Court dismisses husband seeking quick divorce to marry new partner and escape wife's R150,000 maintenance
The South Gauteng High Court in Johannesburg has refused an application by a husband seeking an immediate divorce without first resolving the division of a substantial joint estate, holding that a marriage in community of property cannot be dissolved independently of its proprietary consequences.
The applicant, identified in court papers as TSY, approached the court asking for a separation of issues in his long-running divorce from his wife, LEY.
The couple married in 1989 in community of property and share a single joint estate. Although they separated in 2011 and both agree that the marriage has irretrievably broken down, disputes over maintenance and the division of assets have stalled the proceedings since 2024.
LEY counter-claimed for maintenance to the tune of R150,000 every month, which was to be index-linked and adjusted accordingly each year. She also sought the appointment of a receiver and liquidator to divide the joint estate. TSY denied that LEY was entitled to any maintenance and opposed the appointment of a receiver and liquidator.
TSY argued that the court should grant an unopposed decree of divorce immediately and postpone disputes over maintenance and the division of the joint estate to a later stage. He told the court that he has lived with a new partner since 2011, has two children with her, and wishes to remarry without being “shackled to a dead marriage”.
However, Judge Stuart David James Wilson rejected the request, finding that the dissolution of a marriage in community of property is conceptually inseparable from the division of the joint estate. Unlike marriages out of community of property, Wilson said, there are not two estates to disentangle but a single undivided estate jointly owned by both spouses.

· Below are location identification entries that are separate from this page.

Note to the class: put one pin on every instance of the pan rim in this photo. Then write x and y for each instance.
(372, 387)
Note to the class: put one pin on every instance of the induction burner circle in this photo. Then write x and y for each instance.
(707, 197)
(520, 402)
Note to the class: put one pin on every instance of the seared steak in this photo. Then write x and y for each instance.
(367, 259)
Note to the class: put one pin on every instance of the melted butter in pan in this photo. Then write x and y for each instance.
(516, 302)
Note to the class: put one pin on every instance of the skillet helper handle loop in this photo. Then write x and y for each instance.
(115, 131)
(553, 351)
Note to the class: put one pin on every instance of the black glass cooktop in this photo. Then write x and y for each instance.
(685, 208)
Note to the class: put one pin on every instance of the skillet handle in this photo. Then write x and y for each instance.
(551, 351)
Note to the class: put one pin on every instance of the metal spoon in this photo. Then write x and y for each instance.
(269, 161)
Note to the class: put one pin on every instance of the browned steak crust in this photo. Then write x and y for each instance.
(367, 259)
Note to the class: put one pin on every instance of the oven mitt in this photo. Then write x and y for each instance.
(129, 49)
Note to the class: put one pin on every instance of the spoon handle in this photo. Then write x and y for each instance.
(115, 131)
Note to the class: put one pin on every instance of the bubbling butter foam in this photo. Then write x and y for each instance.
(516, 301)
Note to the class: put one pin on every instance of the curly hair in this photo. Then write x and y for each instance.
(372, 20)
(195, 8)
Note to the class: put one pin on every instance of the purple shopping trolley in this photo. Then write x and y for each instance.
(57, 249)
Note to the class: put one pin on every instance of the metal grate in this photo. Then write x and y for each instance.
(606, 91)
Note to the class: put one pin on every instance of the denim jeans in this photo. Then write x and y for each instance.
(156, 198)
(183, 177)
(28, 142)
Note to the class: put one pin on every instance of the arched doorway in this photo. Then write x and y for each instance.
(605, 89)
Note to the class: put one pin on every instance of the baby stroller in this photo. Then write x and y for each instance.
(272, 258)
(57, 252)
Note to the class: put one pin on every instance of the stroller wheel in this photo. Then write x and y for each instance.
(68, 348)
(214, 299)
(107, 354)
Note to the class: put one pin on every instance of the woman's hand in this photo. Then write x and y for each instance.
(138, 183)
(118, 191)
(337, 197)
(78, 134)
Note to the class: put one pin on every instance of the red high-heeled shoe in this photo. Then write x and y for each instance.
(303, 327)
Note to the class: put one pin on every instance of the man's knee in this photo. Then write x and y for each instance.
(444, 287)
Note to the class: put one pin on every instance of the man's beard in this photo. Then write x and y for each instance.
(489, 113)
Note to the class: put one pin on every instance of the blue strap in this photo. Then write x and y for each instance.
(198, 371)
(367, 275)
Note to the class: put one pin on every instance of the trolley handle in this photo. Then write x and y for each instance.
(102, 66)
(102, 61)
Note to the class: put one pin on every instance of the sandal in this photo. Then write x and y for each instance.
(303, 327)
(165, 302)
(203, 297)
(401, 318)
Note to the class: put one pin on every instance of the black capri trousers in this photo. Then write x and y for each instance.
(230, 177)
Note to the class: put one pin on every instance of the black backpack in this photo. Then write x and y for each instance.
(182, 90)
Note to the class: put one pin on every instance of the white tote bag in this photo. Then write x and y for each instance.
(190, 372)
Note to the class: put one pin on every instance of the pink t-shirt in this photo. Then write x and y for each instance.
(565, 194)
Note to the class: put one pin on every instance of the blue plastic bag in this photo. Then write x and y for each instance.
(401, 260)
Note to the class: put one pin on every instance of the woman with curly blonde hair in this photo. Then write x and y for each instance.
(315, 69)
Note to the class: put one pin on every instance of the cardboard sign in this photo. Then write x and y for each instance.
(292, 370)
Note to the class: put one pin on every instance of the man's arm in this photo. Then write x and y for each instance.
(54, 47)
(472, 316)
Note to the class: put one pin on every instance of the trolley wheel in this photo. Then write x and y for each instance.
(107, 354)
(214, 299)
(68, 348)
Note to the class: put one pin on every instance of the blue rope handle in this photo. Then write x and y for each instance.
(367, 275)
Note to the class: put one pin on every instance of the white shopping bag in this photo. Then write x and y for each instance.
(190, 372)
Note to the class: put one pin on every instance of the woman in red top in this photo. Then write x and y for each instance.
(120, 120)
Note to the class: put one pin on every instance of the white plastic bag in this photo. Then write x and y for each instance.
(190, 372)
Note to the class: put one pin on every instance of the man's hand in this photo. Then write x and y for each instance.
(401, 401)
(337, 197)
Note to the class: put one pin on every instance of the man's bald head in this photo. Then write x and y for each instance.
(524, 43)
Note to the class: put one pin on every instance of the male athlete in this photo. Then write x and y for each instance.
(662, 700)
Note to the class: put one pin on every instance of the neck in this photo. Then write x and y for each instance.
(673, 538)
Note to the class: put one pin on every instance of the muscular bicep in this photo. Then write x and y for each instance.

“In a marriage in community of property, each party owns an undivided half-share in the joint estate by operation of law,” the judge held. “There is no meaningful sense in which that estate can survive a decree of divorce.”
The court distinguished earlier cases relied on by TSY, noting that they involved marriages out of community of property or accrual systems, where financial claims could be postponed because they amounted to personal monetary claims rather than co-ownership of assets. In contrast, LEY’s claim was to ownership of half of nearly all the assets in the joint estate.
Judge Wilson also rejected the argument that a divorce could simply establish a “strike date” for valuing the estate, finding that such an approach does not address the fundamental issue of dividing joint ownership.
Beyond conceptual concerns, the court found that separating the divorce from the proprietary issues would be inconvenient and potentially prejudicial—particularly to LEY. The judge noted that there is legal uncertainty about whether a spouse can still claim interim maintenance after a divorce decree has been granted and warned that granting a divorce first could undermine LEY’s ability to secure financial relief.
The court further expressed concern about unresolved disputes over trusts allegedly controlled by TSY, which LEY claims may form part of the joint estate. Granting a divorce before those assets are identified and valued, the court said, could weaken LEY’s position and incentivise non-disclosure.
While acknowledging TSY’s frustration with delays, the judge emphasised that procedural mechanisms exist to compel progress in the divorce action, including pre-trial conferences and striking out non-compliant pleadings.
Ultimately, the court concluded that neither convenience nor fairness justified the separation sought by TSY.
“The fusion of the parties’ estates is inseparable from the marriage itself,” judge Wilson held, dismissing the application and leaving the divorce proceedings to continue with the division of the joint estate unresolved.